Pavesi and colleagues have developed a different tRNA detection algorithm [Pavesi et al., 1994] which searches exclusively for linear sequence signals in the form of eukaryotic RNA polymerase III promoters and terminators. The sensitivity and selectivity of this algorithm is roughly comparable to tRNAscan 1.3 in detection of eukaryotic tRNAs. Notably, the Pavesi algorithm identifies tRNAs not detected by tRNAscan 1.3, and vice versa [Pavesi et al., 1994]. The combined sensitivities of these two programs exceed 99%; however, the combined false positive rate is about five times that of tRNAscan alone.
Eddy & Durbin [Eddy & Durbin, 1994] have developed a general RNA structure similarity search method employing probabilistic RNA structural profiles, or ``covariance models''. Covariance models are able to capture both primary consensus and secondary structure information through the use of stochastic context-free grammars (SCFGs) [Eddy & Durbin, 1994,Grate, 1995,Sakakibara et al., 1994b]. Much like sequence profiles [Gribskov, 1994,Krogh et al., 1994], covariance models are constructed from multiple sequence alignments. Sequences are searched against a given covariance model using a three-dimensional dynamic programming algorithm, similar to a Smith-Waterman alignment but including base-pairing terms as well. RNA covariance models have the advantages of high sensitivity, high specificity, and general applicability to any RNA sequence family of interest, obviating the need for custom-written software for each RNA family.

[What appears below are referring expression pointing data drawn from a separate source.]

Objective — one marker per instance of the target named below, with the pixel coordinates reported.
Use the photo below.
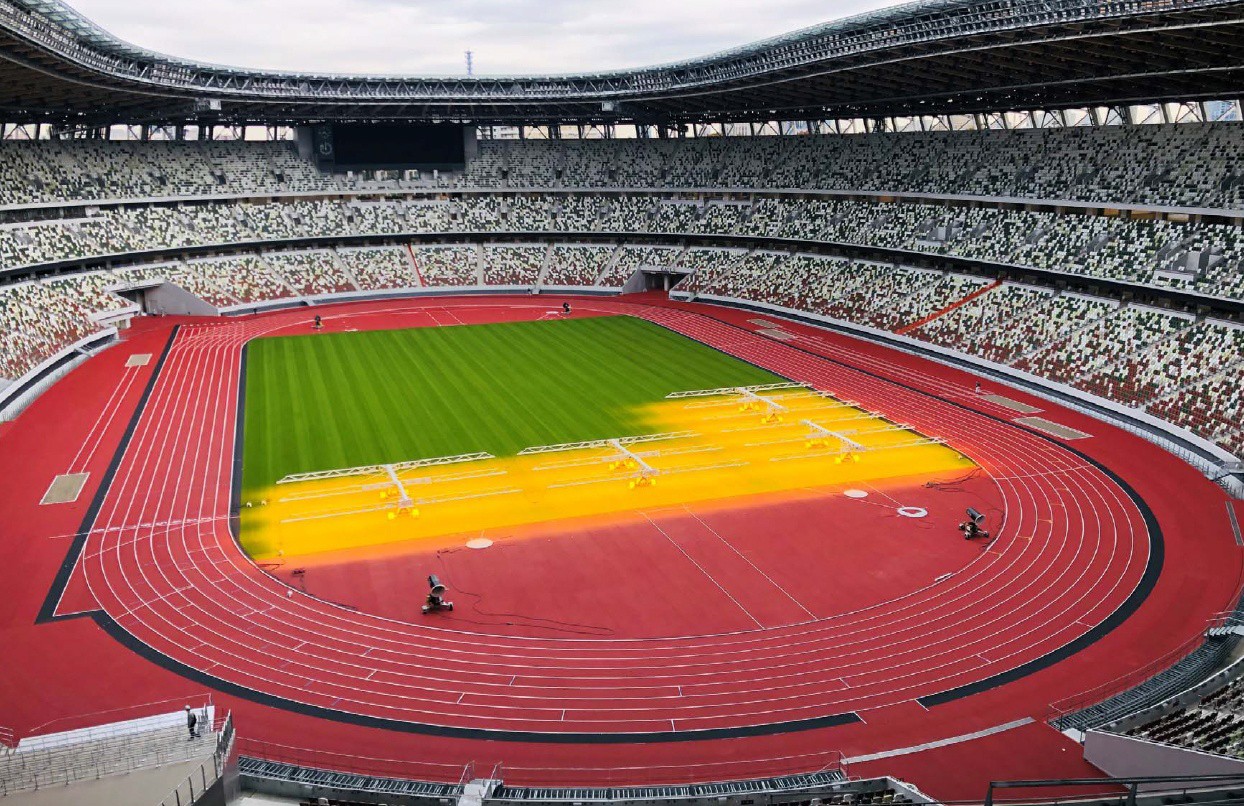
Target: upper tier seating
(1187, 164)
(1153, 253)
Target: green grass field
(346, 399)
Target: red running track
(159, 571)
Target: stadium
(854, 417)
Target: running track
(1080, 549)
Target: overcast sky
(429, 36)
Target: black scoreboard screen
(398, 146)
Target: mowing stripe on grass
(345, 399)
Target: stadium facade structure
(946, 56)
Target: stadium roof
(942, 56)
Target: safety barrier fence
(718, 771)
(121, 740)
(355, 764)
(197, 782)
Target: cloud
(431, 36)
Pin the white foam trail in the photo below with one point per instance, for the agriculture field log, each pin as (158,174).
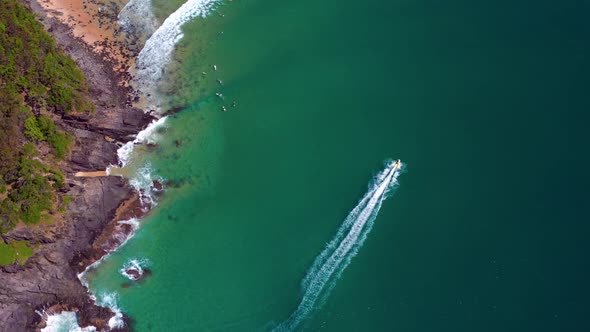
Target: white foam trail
(148,135)
(109,300)
(158,49)
(66,321)
(328,266)
(137,18)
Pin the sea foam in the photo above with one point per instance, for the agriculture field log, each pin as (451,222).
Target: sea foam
(329,265)
(157,51)
(66,321)
(137,18)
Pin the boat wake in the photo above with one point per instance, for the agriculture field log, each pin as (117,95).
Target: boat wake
(328,266)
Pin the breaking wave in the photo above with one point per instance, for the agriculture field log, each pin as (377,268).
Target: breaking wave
(137,265)
(66,321)
(157,51)
(329,265)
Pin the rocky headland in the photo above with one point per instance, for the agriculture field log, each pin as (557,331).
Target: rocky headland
(48,281)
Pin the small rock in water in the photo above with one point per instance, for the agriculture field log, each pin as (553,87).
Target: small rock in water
(133,274)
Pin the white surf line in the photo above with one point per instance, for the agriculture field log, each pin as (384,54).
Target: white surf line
(351,235)
(158,49)
(137,17)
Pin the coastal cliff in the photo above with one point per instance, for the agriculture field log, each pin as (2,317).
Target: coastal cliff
(48,280)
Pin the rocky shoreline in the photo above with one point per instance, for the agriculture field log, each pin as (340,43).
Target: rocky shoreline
(48,282)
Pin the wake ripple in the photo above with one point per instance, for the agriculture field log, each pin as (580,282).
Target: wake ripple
(328,266)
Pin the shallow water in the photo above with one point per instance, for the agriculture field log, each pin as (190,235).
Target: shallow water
(485,103)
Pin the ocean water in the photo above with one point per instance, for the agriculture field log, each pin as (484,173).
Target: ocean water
(484,102)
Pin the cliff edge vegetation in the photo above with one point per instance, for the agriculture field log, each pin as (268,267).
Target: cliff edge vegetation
(38,85)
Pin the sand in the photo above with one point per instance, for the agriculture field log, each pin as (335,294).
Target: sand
(94,23)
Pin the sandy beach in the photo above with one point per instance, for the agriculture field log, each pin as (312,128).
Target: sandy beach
(96,24)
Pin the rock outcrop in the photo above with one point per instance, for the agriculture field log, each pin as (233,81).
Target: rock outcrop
(49,278)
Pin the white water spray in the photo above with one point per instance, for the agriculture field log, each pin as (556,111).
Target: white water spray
(328,266)
(66,321)
(158,49)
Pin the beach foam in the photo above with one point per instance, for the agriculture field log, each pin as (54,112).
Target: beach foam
(146,136)
(66,321)
(157,51)
(137,18)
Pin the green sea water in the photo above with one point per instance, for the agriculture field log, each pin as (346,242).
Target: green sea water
(486,103)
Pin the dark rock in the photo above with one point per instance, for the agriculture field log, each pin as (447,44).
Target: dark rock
(157,185)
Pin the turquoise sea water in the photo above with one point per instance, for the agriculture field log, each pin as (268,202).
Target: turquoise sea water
(485,102)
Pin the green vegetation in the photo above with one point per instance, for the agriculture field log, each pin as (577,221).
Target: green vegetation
(42,128)
(14,252)
(38,82)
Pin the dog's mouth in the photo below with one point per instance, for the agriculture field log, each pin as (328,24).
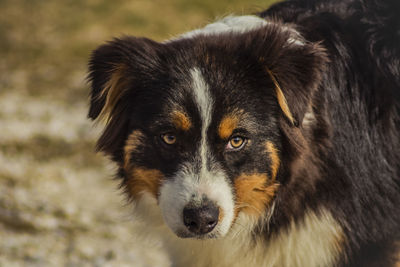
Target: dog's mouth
(200,221)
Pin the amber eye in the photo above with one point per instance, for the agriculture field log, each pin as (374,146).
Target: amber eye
(236,142)
(168,138)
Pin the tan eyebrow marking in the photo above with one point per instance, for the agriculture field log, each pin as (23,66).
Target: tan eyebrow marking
(227,125)
(181,120)
(275,160)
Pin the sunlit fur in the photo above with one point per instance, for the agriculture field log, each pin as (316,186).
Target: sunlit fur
(312,90)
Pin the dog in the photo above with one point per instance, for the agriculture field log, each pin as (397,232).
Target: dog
(261,140)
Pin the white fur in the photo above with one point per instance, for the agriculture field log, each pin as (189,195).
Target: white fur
(241,24)
(314,241)
(190,184)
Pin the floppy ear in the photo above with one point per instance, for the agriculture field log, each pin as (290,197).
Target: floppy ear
(294,66)
(115,72)
(112,69)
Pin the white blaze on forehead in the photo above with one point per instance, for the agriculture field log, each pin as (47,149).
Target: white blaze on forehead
(191,184)
(241,24)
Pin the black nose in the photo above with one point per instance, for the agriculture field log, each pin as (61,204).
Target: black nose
(201,220)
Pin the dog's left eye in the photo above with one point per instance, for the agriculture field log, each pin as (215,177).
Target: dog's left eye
(168,138)
(236,143)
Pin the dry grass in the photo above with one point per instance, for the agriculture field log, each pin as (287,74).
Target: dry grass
(58,203)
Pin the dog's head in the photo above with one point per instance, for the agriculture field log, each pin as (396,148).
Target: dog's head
(201,123)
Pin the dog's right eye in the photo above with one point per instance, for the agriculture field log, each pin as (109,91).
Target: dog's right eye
(168,138)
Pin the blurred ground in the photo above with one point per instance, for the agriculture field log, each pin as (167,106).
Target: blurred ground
(58,203)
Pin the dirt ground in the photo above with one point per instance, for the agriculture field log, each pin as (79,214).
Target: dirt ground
(59,205)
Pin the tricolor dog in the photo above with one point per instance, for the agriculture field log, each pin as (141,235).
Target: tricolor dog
(262,140)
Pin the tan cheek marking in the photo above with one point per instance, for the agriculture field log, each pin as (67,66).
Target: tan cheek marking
(253,194)
(275,160)
(139,179)
(133,141)
(144,180)
(181,120)
(227,125)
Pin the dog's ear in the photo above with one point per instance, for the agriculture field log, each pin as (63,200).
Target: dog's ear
(294,66)
(113,68)
(115,71)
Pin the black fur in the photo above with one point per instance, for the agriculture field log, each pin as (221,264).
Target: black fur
(347,72)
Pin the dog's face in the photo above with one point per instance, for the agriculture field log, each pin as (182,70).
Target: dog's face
(199,123)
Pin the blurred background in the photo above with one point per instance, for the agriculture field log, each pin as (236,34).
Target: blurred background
(59,205)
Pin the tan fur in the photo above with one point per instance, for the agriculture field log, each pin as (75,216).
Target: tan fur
(113,90)
(134,139)
(227,125)
(281,98)
(140,179)
(181,120)
(253,193)
(275,160)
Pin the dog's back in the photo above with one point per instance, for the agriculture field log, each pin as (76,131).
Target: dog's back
(285,132)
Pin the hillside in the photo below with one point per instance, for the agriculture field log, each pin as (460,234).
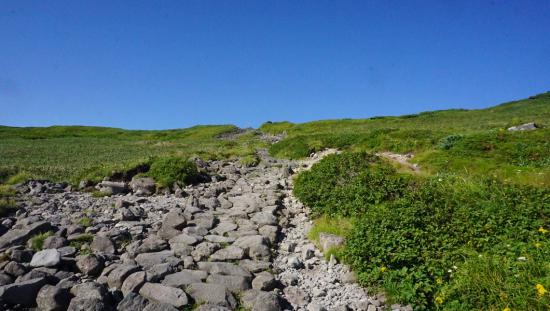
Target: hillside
(442,210)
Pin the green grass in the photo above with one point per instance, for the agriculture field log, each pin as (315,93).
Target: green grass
(409,232)
(74,153)
(467,142)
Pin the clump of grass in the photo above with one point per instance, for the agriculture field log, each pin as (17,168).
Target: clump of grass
(410,233)
(7,202)
(85,222)
(249,160)
(81,241)
(18,178)
(37,241)
(169,170)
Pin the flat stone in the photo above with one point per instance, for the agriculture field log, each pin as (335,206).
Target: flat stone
(264,281)
(91,264)
(22,293)
(119,274)
(46,258)
(234,283)
(52,298)
(184,278)
(228,253)
(103,245)
(164,294)
(132,302)
(133,283)
(148,260)
(223,268)
(212,294)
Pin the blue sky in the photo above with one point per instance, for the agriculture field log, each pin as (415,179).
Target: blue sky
(173,64)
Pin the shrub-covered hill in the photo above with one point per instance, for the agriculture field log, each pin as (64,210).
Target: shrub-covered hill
(466,141)
(73,153)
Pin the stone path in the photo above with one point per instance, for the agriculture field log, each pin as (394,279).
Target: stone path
(238,241)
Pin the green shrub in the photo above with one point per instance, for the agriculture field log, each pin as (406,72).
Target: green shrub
(169,170)
(449,141)
(37,241)
(411,234)
(249,160)
(348,183)
(85,221)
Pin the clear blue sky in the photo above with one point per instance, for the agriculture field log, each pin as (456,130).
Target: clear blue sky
(172,64)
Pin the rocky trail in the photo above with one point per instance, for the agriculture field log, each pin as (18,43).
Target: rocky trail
(236,242)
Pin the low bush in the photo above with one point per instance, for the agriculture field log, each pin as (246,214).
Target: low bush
(169,170)
(37,241)
(415,236)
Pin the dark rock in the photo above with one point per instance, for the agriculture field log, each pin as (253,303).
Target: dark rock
(22,293)
(52,298)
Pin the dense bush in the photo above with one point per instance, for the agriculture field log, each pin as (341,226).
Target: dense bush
(418,238)
(347,184)
(169,170)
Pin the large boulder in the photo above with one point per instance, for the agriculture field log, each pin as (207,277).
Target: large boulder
(215,294)
(164,294)
(112,187)
(22,293)
(46,258)
(143,186)
(52,298)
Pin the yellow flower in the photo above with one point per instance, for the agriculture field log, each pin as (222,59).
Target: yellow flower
(540,290)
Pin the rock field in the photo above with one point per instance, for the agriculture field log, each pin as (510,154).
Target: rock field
(236,242)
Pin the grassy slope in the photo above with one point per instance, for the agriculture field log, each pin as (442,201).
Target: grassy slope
(76,152)
(486,147)
(450,237)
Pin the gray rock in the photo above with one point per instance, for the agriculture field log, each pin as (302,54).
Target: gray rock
(132,302)
(159,271)
(91,264)
(22,293)
(5,279)
(296,296)
(229,253)
(204,250)
(264,218)
(184,278)
(148,260)
(15,269)
(143,186)
(223,268)
(254,266)
(46,258)
(54,242)
(329,241)
(212,293)
(264,281)
(157,306)
(234,283)
(52,298)
(133,283)
(164,294)
(103,245)
(152,244)
(119,274)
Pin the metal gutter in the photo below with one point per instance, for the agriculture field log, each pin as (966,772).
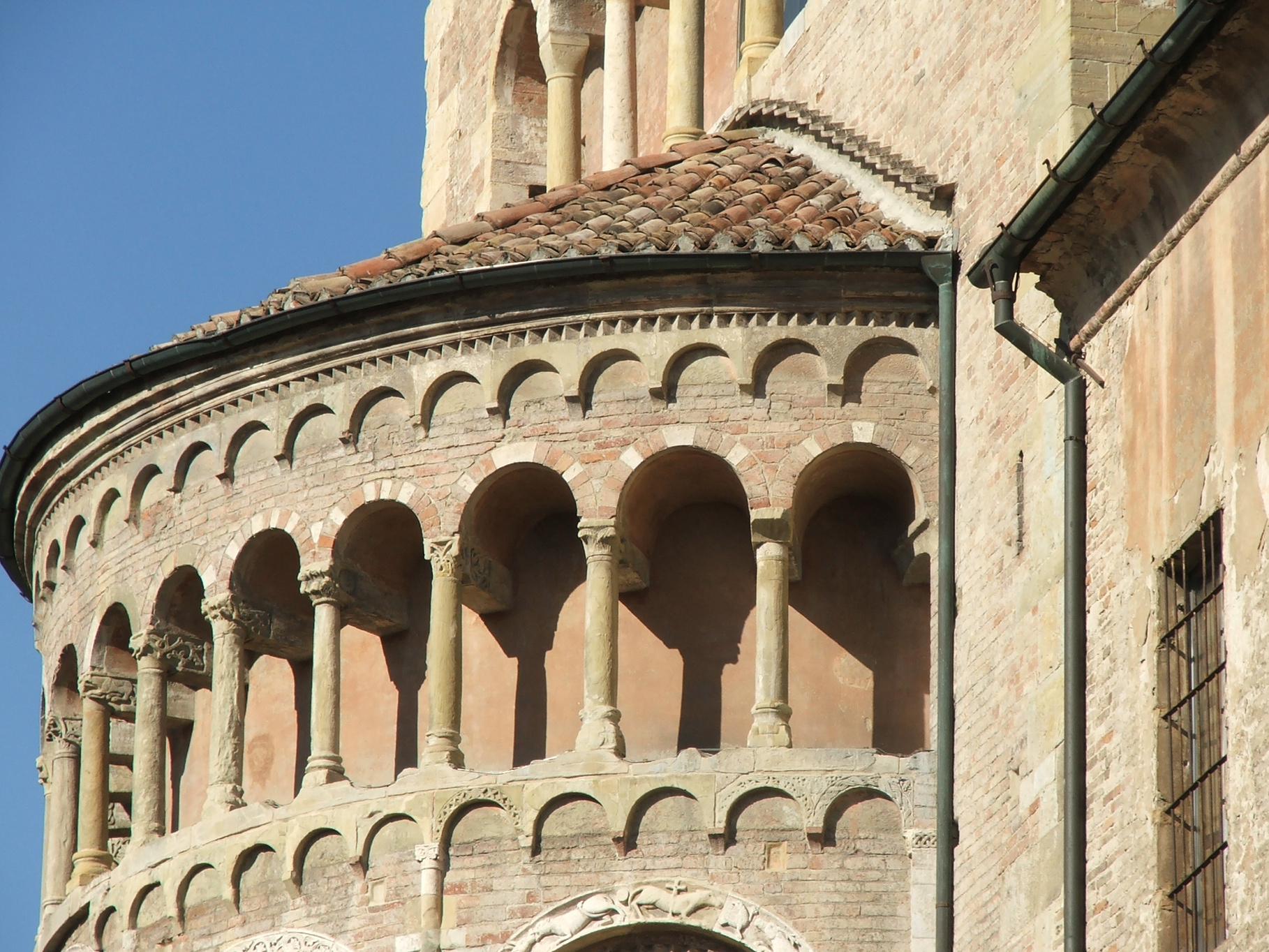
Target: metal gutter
(1098,139)
(124,378)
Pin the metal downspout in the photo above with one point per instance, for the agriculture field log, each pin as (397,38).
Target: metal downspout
(1074,609)
(942,272)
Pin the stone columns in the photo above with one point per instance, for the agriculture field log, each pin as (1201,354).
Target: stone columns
(621,99)
(772,533)
(564,56)
(432,868)
(764,26)
(446,654)
(684,84)
(325,764)
(150,739)
(93,857)
(600,715)
(229,705)
(61,766)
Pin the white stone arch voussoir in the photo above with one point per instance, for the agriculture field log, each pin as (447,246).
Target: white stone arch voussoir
(324,533)
(589,918)
(538,452)
(217,583)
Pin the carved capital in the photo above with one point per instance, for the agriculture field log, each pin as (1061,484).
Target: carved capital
(64,729)
(114,692)
(177,649)
(600,539)
(446,556)
(321,586)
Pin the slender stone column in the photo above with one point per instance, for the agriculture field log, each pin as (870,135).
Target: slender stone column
(772,535)
(229,706)
(446,654)
(150,741)
(93,857)
(621,98)
(61,763)
(685,84)
(600,714)
(432,868)
(764,26)
(564,55)
(325,764)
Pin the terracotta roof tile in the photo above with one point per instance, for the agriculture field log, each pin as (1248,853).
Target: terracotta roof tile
(729,192)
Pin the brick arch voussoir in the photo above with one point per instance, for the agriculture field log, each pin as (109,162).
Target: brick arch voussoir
(540,452)
(285,519)
(404,491)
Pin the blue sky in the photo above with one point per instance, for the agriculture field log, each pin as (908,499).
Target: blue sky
(161,163)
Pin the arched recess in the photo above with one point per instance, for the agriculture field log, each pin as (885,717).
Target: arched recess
(249,448)
(108,516)
(859,639)
(523,637)
(380,414)
(701,372)
(311,431)
(74,536)
(178,613)
(518,112)
(381,569)
(265,578)
(685,511)
(195,468)
(147,490)
(614,382)
(886,375)
(454,403)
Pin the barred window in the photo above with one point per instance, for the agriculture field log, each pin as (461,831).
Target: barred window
(1192,742)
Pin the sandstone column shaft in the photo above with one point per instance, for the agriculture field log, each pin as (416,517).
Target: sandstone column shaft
(684,85)
(564,56)
(446,654)
(62,764)
(325,764)
(600,714)
(150,750)
(91,858)
(772,664)
(764,26)
(229,707)
(621,97)
(432,891)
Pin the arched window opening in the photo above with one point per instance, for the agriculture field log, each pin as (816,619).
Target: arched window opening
(523,683)
(685,512)
(279,671)
(859,639)
(381,569)
(189,699)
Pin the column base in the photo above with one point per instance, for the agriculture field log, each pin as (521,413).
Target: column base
(223,798)
(322,770)
(600,731)
(88,866)
(771,727)
(442,748)
(681,133)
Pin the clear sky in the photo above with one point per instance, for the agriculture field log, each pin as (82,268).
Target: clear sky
(161,163)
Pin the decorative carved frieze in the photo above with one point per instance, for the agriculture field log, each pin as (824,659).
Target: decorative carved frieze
(187,657)
(287,941)
(674,902)
(116,692)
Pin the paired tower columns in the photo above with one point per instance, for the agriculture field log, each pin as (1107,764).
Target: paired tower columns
(564,56)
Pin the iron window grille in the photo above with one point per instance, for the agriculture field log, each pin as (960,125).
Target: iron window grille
(1193,840)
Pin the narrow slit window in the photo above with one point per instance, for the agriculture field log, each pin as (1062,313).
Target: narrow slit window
(1192,742)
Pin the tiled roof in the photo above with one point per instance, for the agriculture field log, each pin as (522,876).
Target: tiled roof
(730,192)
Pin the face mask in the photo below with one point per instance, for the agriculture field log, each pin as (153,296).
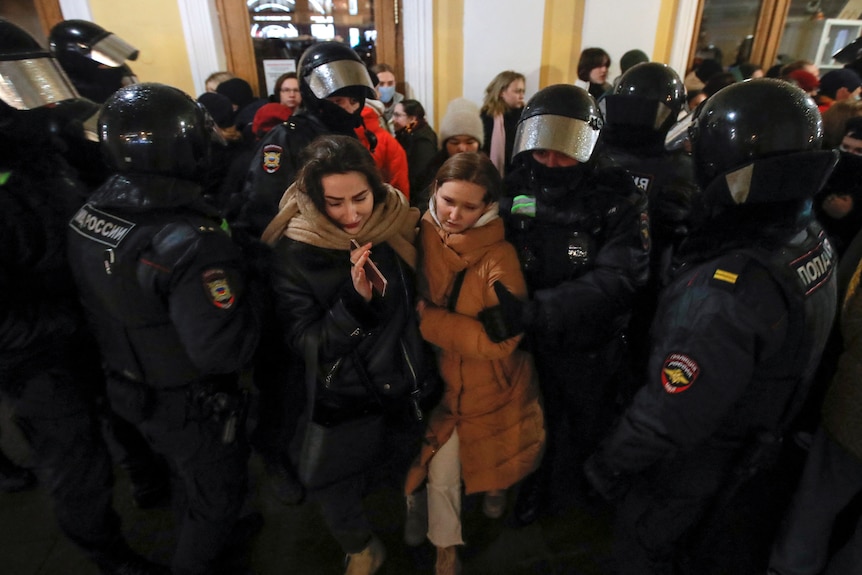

However, covariance model dynamic programming algorithms are almost prohibitively CPU-intensive. A tRNA covariance model identifies >99.98% of true tRNAs, with a false positive rate of <0.2/Mbp [Eddy & Durbin, 1994], but searching the human genome with a tRNA covariance model would take about nine and a half CPU-years (based on benchmarks on an SGI Indigo2 R4400/200 CPU, 140 SPECint92).
We describe here a program, tRNAscan-SE, that combines three tRNA search methods to attain the specificity of covariance model analysis with the speed and sensitivities of optimized versions of tRNAscan 1.3 and the Pavesi search algorithm. tRNAscan-SE detects 99-100% of true tRNAs, giving fewer than one false positive per fifteen billion nucleotides of random sequence, at approximately 1,000 to 3,000 times the speed of searching with tRNA covariance models. Additional extensions to tRNAscan-SE allow detection and accurate secondary structure prediction of unusual tRNA species including both prokaryotic and eukaryotic selenocysteine tRNA genes, as well as tRNA-derived repetitive elements and pseudogenes.